Correcting your IP address (optional):

It can happen that Plesk does not detect the correct IP address on your server. This was never the case in CentOS 6, but I’ve noticed this in CentOS 7. In my case the Plesk installer thought that the local loopback address was my main one (127.0.0.1) – which of course it was not.

You can usually correct this on first login, but just in case you need to do this from the command line, check this helpful KB article:

License Key and Additional Components:

You need a license to operate Plesk. You’ll get this either from your server provider (if Plesk is part of your deal), or you can buy one directly from Parallels. You can also run Plesk as a 14 day trial version. If you don’t enter this you can still use the Plesk interface but you’ll be limited to a single domain and several options are unavailable.

In case you’re missing menu items that you had expected to be there, it’s probably a license issue.
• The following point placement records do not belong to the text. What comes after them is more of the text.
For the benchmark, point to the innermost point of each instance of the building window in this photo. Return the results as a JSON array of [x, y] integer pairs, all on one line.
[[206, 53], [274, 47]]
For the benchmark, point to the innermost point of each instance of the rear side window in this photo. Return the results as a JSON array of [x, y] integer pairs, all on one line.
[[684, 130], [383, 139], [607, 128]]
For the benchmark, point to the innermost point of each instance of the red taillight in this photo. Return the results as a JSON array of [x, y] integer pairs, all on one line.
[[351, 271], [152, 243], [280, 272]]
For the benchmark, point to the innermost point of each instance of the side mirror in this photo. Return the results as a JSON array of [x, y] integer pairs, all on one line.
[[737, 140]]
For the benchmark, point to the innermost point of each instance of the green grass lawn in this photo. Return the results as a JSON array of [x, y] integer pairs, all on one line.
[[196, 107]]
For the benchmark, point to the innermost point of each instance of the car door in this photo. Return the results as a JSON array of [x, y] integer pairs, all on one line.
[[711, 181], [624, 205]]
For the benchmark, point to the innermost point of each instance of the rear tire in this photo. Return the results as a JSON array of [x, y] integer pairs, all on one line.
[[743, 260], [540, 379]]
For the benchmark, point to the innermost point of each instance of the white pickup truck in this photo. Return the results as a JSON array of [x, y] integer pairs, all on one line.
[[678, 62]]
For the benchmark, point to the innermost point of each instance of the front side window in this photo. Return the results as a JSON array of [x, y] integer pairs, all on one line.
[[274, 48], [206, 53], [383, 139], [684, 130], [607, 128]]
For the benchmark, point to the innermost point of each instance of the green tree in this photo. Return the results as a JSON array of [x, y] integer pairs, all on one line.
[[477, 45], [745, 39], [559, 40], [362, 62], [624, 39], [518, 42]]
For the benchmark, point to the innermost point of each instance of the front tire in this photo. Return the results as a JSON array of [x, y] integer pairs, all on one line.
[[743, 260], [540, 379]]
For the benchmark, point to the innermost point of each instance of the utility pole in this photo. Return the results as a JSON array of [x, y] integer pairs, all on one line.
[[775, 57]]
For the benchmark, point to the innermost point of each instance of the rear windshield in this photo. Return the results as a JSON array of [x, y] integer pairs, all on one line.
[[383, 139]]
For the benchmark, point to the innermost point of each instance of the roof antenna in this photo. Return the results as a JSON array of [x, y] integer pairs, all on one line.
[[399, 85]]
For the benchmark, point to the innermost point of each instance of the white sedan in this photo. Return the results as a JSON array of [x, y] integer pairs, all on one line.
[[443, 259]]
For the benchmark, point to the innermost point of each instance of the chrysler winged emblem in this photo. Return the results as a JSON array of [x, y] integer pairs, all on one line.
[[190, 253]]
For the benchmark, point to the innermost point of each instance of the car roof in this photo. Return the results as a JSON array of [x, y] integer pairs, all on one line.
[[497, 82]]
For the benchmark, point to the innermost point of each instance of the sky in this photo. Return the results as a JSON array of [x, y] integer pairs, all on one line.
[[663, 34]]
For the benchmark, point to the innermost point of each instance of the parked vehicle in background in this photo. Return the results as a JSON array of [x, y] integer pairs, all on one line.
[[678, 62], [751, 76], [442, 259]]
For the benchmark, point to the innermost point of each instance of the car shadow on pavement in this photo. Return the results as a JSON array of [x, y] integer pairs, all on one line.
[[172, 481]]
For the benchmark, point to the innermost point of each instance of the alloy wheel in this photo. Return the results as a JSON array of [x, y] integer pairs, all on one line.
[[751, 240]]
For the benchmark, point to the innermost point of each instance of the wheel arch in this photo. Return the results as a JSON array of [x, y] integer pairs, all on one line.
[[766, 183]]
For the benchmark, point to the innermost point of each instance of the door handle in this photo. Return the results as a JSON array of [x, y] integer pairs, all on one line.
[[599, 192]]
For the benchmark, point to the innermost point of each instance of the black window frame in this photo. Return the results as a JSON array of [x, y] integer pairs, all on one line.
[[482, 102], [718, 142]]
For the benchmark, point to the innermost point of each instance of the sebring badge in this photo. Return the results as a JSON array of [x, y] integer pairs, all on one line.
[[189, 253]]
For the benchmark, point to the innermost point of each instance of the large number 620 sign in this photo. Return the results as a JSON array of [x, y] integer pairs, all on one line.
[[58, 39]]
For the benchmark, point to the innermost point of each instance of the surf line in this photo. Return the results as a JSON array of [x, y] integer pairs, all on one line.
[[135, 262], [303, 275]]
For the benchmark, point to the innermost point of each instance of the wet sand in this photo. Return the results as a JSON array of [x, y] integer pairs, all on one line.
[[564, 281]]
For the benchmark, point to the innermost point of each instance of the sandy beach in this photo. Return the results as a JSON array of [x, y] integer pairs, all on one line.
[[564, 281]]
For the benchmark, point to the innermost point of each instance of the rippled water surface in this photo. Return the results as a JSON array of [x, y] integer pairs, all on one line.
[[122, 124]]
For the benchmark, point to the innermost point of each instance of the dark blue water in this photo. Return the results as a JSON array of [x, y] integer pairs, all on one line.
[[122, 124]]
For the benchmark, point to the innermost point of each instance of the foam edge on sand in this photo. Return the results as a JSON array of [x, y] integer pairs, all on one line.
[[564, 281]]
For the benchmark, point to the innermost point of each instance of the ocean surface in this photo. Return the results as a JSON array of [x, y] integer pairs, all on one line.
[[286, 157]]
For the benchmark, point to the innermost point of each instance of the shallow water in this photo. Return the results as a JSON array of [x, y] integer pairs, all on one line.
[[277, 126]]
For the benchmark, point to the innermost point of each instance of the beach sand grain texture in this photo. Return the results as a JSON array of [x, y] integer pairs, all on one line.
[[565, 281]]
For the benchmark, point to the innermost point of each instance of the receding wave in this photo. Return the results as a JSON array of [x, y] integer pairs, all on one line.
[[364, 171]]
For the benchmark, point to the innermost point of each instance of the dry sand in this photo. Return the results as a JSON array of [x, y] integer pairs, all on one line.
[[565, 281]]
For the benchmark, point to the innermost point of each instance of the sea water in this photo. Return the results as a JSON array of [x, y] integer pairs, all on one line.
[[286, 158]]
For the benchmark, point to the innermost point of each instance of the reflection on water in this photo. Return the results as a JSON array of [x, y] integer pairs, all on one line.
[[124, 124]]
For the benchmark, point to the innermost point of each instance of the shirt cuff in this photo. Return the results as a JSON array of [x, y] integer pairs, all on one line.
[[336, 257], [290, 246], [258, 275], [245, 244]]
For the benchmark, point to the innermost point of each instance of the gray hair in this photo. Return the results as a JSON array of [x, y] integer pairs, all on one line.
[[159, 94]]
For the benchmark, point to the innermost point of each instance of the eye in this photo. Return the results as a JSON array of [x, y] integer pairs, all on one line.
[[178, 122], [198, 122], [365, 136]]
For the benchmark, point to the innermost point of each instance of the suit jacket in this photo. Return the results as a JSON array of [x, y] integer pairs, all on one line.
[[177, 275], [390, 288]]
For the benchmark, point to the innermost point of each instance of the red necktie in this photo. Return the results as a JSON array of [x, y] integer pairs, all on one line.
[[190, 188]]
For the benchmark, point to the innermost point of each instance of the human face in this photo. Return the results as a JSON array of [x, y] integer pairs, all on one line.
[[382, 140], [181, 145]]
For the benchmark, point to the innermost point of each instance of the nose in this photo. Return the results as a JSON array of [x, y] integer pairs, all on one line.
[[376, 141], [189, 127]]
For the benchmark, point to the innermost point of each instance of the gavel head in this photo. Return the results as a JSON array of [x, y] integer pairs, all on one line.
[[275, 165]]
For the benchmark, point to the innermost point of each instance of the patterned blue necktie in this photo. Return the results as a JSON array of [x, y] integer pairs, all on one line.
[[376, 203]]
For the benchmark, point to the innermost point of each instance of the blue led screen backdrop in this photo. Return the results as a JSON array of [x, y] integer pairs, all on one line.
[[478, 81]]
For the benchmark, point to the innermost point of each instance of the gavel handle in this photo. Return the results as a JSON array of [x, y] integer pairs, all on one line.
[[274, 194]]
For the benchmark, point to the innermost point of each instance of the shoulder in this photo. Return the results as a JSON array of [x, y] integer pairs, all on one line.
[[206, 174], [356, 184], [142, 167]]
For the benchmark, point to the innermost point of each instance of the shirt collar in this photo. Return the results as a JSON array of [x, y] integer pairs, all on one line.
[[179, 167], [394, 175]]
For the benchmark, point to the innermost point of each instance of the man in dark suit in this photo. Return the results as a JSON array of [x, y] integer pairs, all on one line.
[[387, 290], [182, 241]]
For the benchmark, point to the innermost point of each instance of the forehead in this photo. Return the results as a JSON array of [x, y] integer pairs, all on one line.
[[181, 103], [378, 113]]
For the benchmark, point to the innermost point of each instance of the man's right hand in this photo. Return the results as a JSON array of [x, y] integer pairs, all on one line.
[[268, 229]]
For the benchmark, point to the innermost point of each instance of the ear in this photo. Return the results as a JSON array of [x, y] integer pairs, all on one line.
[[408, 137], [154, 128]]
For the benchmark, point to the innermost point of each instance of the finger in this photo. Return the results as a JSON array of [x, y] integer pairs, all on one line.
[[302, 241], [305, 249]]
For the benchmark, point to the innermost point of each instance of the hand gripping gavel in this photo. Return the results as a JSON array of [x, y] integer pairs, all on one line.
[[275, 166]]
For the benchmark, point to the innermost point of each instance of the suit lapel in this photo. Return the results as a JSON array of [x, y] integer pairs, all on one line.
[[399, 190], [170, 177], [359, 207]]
I find it helpful to head over to Tools and Settings (or the Server Tab) – Plesk – Updates and Upgrades and install several additional components, such as

  • Health Monitor
  • Migration Manager
  • Firewall (under Additional Plesk Extensions)
  • Watchdog (under Additional Plesk Extensions)
  • Spam Assassin (under Mail hosting features)
  • Kapersky Anti Virus (under Mail hosting features)

You can also install Fail2ban from this menu if this is also needed to try and prevent brute force attacks.